この問題のテーマ・前提知識
- テーマ: 集落抽出法(クラスター抽出法)と主要な標本抽出法の識別
- 前提知識: 単純無作為抽出法・層別抽出法・集落抽出法・多段抽出法の手順と特徴の違い
問題の概要
いくつかの選択肢の中から、「集落抽出法(クラスター抽出法)」の手順に合致するものを1つ選ぶ問題。各選択肢が「グループ分け」「無作為抽出」「全数調査」の3ステップをどう組み合わせているかを見極める。
解説
解法の方針:集落抽出法の定義(①グループ分け → ②グループを無作為抽出 → ③抽出グループ内で全数調査)を軸に、各選択肢の操作順序・調査対象を照合して正答を絞り込む。
◼︎単純無作為抽出法
母集団のすべての要素から、同じ確率で無作為に抽出
◼︎層別抽出法
母集団を性別・年代などの「層」に分け、各層から無作為抽出
◼︎集落抽出法(クラスター抽出法)
1. 母集団をいくつかのグループ(クラスター)に分ける
2. 分けられたクラスターの中から、いくつかのクラスターを無作為抽出
3. 抽出したクラスターにおいて 全数調査 を行う
◼︎多段抽出法
抽出を複数段階で行う方法
今回は「集落抽出法」のものを選ぶため、はじめに「いくつかのグループに分ける」操作をし、次にグループを抽出し、最後にそのグループ内で全数調査をしている選択肢を選べば良い。
よくある質問
Q. 集落抽出法と層別抽出法の違いがわかりません。
最大の違いは「抽出後に何をするか」。

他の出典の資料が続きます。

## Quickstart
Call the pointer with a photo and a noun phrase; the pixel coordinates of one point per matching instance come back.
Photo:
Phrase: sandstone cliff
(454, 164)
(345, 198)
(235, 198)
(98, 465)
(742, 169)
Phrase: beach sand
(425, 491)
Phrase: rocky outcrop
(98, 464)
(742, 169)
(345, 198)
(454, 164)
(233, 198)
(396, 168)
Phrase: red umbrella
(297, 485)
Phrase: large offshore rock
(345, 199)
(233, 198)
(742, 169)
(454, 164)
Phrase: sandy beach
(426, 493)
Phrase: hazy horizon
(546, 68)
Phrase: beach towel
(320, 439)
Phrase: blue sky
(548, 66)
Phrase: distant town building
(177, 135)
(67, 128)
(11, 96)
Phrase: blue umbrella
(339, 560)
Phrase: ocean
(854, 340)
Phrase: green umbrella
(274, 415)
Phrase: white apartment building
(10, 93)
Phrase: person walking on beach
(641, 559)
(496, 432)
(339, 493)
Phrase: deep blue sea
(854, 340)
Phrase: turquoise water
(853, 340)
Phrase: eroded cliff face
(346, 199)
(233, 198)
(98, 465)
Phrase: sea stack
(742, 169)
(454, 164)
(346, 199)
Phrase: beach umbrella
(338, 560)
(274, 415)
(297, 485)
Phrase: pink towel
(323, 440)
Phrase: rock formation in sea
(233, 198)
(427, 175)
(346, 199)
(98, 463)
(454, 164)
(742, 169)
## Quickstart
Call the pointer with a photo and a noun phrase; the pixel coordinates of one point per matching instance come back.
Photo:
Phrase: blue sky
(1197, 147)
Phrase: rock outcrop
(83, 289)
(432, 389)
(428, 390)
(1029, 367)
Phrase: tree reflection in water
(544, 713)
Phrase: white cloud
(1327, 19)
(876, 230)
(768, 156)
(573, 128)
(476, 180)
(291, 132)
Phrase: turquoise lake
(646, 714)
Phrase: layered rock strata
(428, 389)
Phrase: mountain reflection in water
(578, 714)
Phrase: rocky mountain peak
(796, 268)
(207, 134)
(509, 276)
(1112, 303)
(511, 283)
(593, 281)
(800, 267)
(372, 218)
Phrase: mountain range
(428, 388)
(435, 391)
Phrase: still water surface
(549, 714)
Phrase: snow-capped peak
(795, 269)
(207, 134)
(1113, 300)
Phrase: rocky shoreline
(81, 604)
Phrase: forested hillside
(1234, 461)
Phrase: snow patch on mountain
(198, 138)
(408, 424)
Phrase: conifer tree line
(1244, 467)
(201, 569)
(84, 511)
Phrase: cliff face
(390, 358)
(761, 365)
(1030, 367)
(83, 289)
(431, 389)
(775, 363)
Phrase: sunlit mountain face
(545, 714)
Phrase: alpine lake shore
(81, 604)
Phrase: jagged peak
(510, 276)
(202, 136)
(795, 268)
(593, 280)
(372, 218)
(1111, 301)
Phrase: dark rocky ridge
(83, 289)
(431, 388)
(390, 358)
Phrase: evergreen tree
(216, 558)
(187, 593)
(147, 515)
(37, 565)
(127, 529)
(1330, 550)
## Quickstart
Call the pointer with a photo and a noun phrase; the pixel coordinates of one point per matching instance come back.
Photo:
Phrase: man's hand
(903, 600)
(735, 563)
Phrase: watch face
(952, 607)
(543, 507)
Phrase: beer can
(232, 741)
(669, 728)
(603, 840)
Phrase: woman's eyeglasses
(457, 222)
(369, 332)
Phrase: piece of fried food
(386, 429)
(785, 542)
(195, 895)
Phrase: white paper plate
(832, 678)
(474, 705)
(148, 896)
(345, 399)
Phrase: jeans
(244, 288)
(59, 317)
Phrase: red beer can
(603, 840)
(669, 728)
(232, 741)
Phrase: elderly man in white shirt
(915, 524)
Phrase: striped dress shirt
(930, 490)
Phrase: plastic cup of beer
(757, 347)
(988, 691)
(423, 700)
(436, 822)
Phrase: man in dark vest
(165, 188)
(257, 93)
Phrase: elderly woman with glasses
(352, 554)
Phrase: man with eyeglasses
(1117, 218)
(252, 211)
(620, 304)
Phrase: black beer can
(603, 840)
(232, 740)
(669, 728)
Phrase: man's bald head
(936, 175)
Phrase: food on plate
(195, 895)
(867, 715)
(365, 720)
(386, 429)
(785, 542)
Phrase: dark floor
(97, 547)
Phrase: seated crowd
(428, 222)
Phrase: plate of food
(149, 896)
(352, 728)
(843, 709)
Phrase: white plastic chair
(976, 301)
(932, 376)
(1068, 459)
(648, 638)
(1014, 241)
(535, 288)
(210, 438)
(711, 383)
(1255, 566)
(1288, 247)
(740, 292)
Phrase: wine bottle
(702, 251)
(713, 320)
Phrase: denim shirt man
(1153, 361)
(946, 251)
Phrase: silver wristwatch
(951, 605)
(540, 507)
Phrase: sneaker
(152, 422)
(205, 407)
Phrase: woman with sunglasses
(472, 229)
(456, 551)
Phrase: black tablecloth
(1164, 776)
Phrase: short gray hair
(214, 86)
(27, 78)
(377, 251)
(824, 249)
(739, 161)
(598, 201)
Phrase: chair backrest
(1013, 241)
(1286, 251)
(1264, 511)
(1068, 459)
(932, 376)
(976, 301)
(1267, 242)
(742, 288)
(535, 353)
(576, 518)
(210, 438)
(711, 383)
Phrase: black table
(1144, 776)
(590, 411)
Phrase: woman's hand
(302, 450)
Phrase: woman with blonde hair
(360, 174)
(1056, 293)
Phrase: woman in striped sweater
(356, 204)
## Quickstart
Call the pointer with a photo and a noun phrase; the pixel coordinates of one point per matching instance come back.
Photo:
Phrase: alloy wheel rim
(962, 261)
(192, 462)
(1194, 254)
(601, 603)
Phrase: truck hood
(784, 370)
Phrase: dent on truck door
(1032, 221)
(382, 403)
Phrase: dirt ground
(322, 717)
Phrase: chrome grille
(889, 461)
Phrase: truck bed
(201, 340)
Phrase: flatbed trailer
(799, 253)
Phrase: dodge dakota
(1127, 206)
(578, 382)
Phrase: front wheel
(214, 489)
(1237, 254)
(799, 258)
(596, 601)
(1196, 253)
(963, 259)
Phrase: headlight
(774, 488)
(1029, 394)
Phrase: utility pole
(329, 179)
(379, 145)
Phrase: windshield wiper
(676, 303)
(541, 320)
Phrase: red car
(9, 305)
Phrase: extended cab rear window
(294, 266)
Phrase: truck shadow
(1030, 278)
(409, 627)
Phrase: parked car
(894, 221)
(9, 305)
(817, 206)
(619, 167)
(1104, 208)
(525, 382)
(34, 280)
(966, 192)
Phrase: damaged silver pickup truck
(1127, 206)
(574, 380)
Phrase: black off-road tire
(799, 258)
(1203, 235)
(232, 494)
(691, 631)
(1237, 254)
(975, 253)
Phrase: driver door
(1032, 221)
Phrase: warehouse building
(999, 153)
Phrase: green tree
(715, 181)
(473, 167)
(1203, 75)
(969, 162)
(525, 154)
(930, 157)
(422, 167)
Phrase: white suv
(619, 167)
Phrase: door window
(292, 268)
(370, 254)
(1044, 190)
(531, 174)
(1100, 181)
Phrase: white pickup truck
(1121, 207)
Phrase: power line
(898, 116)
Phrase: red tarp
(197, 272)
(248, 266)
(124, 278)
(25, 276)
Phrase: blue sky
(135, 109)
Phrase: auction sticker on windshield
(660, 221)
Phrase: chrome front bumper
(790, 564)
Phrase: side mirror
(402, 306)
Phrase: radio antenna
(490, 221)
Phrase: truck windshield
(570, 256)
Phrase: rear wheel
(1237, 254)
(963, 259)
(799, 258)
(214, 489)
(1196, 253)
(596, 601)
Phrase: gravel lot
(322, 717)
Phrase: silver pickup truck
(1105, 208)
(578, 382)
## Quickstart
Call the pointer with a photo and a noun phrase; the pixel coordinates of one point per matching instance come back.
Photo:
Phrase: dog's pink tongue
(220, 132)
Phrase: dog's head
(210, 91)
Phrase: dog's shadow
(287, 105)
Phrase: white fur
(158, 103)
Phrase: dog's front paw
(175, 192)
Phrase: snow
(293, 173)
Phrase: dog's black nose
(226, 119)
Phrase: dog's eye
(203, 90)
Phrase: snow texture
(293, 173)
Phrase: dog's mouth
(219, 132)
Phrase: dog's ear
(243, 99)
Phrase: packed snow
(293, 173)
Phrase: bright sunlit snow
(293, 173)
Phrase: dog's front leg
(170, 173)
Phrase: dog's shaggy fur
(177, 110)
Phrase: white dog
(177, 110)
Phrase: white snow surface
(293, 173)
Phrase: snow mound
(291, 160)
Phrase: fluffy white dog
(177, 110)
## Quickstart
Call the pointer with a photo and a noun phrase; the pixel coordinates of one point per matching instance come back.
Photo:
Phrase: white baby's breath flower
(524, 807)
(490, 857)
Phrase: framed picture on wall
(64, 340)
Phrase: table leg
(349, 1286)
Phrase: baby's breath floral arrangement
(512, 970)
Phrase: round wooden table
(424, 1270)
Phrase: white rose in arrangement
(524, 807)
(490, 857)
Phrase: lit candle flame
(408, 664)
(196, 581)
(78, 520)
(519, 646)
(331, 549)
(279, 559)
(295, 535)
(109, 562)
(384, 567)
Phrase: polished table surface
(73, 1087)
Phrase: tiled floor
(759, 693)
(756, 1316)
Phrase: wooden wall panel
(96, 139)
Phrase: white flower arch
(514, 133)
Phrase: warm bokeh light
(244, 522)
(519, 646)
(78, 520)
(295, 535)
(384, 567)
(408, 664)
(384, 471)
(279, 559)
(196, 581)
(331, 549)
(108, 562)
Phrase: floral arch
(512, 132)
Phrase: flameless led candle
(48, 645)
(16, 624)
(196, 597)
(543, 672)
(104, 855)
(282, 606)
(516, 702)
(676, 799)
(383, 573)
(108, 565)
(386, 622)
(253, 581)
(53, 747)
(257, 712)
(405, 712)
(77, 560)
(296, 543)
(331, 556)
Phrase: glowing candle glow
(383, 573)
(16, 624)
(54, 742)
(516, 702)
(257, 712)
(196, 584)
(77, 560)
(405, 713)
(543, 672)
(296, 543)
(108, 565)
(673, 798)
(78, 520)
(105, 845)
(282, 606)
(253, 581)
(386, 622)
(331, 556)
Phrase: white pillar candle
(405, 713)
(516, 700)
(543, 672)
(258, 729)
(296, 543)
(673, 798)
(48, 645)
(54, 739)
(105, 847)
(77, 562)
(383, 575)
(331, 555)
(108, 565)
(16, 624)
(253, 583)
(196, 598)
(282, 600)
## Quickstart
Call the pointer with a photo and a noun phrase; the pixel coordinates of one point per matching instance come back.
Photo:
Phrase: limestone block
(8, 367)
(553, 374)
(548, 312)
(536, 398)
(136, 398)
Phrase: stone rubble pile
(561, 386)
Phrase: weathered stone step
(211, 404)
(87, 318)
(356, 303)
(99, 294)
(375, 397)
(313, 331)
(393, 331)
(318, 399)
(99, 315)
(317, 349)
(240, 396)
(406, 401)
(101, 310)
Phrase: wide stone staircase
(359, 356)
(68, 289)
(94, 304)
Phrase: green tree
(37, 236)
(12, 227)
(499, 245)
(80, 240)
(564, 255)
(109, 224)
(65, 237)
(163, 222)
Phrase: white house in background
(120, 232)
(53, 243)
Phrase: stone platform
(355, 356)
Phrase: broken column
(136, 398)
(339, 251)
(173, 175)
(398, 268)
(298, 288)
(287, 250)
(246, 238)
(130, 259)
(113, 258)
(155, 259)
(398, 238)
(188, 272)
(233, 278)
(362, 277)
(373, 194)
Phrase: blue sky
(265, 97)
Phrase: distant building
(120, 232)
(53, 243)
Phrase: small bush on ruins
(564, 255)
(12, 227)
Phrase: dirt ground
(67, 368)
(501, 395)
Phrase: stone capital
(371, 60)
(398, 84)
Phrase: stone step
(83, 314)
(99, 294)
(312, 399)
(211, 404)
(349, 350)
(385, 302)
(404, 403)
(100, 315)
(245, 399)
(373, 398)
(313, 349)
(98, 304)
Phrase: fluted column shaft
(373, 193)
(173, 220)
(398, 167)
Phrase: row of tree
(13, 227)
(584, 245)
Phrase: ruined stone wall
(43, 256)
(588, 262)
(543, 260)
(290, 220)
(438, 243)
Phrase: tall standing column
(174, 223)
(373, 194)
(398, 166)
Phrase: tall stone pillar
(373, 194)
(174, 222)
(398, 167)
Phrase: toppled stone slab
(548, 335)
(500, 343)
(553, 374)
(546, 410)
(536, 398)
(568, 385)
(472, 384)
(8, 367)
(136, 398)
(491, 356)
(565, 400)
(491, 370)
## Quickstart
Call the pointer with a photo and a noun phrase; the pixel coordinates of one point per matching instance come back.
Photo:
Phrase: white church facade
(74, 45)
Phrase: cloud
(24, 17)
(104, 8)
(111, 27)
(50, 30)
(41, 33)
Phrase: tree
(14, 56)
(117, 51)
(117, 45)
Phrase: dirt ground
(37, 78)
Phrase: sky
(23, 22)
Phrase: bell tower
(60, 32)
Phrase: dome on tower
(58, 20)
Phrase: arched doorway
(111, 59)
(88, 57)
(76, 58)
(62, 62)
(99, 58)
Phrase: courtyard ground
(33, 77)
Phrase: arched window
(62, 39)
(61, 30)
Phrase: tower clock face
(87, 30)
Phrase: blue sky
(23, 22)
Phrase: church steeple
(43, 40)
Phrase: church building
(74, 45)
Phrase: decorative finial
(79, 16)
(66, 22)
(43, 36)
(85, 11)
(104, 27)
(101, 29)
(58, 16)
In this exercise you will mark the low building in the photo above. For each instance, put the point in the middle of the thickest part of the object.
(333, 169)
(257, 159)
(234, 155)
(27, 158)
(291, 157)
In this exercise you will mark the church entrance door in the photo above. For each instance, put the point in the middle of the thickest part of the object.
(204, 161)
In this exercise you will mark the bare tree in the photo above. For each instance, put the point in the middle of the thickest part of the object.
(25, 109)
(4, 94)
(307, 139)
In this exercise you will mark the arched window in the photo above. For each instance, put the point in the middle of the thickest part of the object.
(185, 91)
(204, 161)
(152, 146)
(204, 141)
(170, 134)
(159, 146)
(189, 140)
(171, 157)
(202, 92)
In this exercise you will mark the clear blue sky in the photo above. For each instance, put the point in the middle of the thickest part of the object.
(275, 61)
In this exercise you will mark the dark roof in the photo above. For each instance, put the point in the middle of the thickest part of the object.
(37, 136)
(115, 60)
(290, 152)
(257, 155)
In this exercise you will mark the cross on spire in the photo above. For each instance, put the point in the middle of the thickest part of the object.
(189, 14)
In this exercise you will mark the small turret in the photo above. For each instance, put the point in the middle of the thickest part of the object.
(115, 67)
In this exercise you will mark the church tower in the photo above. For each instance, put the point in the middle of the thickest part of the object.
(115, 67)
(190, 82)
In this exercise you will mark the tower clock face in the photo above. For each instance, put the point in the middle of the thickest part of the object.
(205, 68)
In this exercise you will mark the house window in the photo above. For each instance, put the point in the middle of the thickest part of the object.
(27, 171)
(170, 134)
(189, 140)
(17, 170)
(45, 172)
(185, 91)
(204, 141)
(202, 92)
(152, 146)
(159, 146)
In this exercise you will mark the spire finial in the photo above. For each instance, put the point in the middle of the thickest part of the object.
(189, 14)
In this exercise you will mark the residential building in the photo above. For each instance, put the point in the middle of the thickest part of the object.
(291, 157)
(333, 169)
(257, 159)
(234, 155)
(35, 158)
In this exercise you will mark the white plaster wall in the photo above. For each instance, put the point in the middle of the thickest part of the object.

層別抽出法は各層から一部を無作為抽出するのに対し、集落抽出法は抽出したクラスター内の全員を調査(全数調査)する。グループを「選んで全部調べる」のが集落抽出法のポイント。
Q. 集落抽出法はどんな場面で使われますか?
地理的に分散した対象(学校・地区・工場など)を調べる際に有効。クラスター単位でまとめて調査できるため、調査コストを抑えられる。ただし、クラスター内の均質性が高いと標本の代表性が下がる欠点がある。
Q. 多段抽出法と集落抽出法は何が違うのですか?
集落抽出法は「クラスターを選んで全数調査」の2ステップが基本。多段抽出法はクラスターを選んだ後にさらにその中から無作為抽出を行う(全数調査ではない)。抽出の段階が増えるのが多段抽出法で、最終段で全数調査をするなら集落抽出法に相当する。